Custodians of Records

Student Responsibility

A responsible student is a successful student. At the University of Houston, students are expected to conduct themselves in a mature and responsible manner, respect the opinions, rights, and personal property of others, and meet their financial obligations. Students are responsible for seeking help and guidance from all of the resources that the university makes available to them. They are expected to be proactive and remain informed about university dates and deadlines, and understand academic and disciplinary policies. They are responsible for communication with their professors, advisors, and university staff, and the commitment to being organized and prepared to learn. Above all, our students are expected to strive for honesty and academic integrity throughout their period of study at the University of Houston.
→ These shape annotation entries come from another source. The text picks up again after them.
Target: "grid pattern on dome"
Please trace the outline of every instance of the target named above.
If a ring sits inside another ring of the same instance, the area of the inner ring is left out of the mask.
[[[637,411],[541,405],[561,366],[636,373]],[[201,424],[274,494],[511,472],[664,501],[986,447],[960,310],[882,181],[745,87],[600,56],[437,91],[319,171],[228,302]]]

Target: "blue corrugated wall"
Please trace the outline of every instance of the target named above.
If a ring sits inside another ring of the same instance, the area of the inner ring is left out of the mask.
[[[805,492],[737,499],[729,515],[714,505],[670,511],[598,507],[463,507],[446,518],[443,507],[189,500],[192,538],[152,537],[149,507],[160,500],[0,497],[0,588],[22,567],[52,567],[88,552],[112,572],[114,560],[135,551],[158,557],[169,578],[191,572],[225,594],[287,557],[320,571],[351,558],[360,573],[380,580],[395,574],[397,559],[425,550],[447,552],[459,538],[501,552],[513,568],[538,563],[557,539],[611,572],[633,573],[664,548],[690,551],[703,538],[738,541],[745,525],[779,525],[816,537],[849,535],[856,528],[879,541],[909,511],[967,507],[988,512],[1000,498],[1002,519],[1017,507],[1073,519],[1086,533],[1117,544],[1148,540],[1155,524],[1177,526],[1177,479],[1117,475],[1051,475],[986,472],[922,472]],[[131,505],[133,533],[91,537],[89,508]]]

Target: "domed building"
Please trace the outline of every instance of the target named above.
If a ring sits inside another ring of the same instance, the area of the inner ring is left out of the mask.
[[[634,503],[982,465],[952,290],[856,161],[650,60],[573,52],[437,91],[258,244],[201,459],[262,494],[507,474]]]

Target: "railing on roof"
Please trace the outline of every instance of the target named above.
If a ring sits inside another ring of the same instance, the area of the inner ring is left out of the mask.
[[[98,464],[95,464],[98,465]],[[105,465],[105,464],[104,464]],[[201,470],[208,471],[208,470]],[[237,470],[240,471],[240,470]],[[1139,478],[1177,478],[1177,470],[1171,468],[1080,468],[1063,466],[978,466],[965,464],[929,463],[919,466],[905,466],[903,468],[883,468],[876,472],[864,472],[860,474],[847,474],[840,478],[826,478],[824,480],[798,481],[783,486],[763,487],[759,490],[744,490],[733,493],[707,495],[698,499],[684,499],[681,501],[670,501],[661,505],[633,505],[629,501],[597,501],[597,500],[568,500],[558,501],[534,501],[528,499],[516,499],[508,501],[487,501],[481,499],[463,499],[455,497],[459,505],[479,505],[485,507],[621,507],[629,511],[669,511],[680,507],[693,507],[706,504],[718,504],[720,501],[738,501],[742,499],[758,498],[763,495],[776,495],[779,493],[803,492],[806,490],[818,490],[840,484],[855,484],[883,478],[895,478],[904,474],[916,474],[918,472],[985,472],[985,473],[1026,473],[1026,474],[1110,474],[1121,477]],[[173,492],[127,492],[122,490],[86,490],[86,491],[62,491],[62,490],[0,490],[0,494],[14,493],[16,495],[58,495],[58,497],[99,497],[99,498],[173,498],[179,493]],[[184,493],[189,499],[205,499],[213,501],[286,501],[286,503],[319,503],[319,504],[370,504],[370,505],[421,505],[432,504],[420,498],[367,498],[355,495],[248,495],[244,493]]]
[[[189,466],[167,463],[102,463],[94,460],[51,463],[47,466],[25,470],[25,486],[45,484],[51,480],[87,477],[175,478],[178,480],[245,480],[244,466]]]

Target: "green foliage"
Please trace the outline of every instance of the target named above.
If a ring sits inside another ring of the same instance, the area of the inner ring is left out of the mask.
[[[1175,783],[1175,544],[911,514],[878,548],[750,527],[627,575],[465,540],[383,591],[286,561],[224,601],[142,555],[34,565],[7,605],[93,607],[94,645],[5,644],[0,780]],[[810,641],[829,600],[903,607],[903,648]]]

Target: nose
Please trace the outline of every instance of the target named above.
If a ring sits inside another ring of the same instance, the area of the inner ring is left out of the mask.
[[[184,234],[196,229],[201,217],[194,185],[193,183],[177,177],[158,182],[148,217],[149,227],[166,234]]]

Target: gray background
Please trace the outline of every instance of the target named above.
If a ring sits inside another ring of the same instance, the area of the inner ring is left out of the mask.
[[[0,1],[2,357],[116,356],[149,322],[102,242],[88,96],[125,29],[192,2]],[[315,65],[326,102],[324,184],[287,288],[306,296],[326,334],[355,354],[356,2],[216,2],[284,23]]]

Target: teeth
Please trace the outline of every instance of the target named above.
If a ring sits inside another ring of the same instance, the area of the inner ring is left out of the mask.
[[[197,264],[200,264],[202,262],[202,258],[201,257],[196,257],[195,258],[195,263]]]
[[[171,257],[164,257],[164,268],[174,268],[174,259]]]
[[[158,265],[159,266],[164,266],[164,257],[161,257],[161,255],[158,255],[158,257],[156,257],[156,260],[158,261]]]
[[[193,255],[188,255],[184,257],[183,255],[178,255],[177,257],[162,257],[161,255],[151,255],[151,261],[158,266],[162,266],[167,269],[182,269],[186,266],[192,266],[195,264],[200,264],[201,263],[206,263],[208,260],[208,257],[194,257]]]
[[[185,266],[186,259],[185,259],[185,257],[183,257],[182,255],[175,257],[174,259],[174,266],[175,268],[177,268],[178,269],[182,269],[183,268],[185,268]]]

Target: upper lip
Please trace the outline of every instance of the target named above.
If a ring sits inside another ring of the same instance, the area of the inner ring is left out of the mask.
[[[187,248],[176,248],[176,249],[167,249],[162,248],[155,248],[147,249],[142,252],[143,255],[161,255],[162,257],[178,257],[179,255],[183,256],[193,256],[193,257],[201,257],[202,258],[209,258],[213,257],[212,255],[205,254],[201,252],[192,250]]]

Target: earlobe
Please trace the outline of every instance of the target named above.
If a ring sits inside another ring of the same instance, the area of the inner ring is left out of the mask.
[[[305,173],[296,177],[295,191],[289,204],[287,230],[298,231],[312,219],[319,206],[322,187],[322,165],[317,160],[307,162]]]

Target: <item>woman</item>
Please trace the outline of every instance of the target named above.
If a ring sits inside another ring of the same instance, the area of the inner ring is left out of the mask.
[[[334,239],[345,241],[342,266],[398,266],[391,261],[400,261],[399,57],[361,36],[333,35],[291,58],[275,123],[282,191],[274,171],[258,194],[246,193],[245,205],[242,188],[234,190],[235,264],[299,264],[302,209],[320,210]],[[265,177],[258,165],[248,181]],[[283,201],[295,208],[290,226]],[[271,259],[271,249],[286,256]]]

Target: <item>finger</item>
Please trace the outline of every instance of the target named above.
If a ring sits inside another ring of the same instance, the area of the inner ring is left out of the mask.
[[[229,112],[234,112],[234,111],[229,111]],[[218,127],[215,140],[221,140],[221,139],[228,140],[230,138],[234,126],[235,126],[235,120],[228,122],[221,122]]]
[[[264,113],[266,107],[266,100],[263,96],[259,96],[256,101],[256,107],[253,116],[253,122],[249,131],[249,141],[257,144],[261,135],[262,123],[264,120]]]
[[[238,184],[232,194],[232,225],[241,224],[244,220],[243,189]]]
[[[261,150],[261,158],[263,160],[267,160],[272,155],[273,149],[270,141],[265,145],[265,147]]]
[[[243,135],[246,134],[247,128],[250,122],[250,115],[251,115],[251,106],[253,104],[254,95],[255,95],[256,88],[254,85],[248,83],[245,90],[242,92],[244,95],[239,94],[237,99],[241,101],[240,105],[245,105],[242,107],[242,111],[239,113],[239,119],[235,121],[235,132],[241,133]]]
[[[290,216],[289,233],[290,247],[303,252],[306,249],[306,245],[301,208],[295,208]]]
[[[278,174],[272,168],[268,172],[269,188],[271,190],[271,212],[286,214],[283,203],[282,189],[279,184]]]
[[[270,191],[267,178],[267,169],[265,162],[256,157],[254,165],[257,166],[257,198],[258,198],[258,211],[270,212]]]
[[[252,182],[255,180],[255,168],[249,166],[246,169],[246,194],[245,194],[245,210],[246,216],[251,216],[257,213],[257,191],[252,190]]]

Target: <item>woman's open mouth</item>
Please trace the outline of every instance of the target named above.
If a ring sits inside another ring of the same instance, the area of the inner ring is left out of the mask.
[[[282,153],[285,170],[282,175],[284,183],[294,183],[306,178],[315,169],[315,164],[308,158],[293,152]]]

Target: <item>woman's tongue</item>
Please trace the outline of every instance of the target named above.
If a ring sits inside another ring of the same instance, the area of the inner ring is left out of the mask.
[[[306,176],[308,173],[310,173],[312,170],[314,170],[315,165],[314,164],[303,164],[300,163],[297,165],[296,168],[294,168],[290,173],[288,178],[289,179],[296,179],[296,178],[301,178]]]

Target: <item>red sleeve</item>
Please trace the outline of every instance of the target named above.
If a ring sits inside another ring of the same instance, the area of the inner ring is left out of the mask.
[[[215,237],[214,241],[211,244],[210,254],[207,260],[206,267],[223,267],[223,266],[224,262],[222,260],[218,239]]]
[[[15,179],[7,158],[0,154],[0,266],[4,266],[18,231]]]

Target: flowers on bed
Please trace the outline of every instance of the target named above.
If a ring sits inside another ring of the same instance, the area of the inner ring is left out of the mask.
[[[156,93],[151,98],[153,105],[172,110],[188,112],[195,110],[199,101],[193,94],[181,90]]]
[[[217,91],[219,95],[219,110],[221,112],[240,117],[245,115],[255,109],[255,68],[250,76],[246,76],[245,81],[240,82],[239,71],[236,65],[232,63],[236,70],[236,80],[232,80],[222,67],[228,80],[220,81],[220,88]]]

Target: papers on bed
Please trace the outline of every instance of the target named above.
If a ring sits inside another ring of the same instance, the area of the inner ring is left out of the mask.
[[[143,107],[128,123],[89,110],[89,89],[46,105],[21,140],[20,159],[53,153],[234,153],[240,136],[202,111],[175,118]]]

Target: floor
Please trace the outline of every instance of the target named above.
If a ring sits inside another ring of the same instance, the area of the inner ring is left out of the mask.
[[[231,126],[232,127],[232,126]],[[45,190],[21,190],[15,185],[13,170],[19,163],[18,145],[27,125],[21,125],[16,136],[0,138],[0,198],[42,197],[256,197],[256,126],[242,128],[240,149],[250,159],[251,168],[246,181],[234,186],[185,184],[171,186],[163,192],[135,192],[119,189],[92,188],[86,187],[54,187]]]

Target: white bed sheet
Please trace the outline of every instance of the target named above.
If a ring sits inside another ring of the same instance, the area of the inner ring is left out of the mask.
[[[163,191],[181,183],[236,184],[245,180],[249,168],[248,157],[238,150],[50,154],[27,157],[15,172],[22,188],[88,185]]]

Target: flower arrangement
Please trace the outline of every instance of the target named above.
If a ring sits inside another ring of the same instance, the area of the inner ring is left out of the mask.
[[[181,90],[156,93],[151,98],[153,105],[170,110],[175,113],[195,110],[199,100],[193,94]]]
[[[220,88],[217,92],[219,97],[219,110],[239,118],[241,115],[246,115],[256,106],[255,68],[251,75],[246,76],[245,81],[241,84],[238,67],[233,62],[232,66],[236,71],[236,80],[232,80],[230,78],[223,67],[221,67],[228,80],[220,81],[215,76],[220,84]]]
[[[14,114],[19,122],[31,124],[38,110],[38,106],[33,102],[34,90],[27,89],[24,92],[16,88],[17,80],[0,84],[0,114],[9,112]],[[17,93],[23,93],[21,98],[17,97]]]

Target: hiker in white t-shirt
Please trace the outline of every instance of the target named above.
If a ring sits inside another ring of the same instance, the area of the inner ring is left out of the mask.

Student Identification Number

All students at the University of Houston have been assigned a PeopleSoft ID number. For security purposes, students are required to use this university student ID number for all electronic and hard-copy forms/communication. The ID number can be found by going to https://my.uh.edu.

Identification Cards

Persons on the premises of the University of Houston or utilizing its services may be required to furnish proof of identity when requested. Students are required to obtain and show proof of a valid university ID card and present it when requested to do so by a university official. Cougar1 Cards are available in The Welcome Center, room 101.

Student E-mail Accounts

It is mandatory that students obtain and activate a University of Houston e-mail address. Beginning in 2001, all students admitted to the university have been assigned an e-mail alias that points to the e-mail address first provided to UH when the student applied for admission (it is blank if one was not provided). E-mail messages addressed to the alias are automatically forwarded to the student’s preferred e-mail account. This alias will be used to send official university information regarding billing, emergency closings, and/or information from the student’s college and department. All students must check their University of Houston e-mail account on a regular basis. Students are also responsible for keeping their UH e-mail alias updated and pointed to the e-mail address they are currently using. Students who do not have an e-mail account or alias should request one from the university either online, or by going to the Information Technology Support Center service counter is located in room 58 of M.D. Anderson Library. For additional questions about the university e-mail account or alias, please contact the IT Support Center at 713-743-1411, or send e-mail to support@uh.edu.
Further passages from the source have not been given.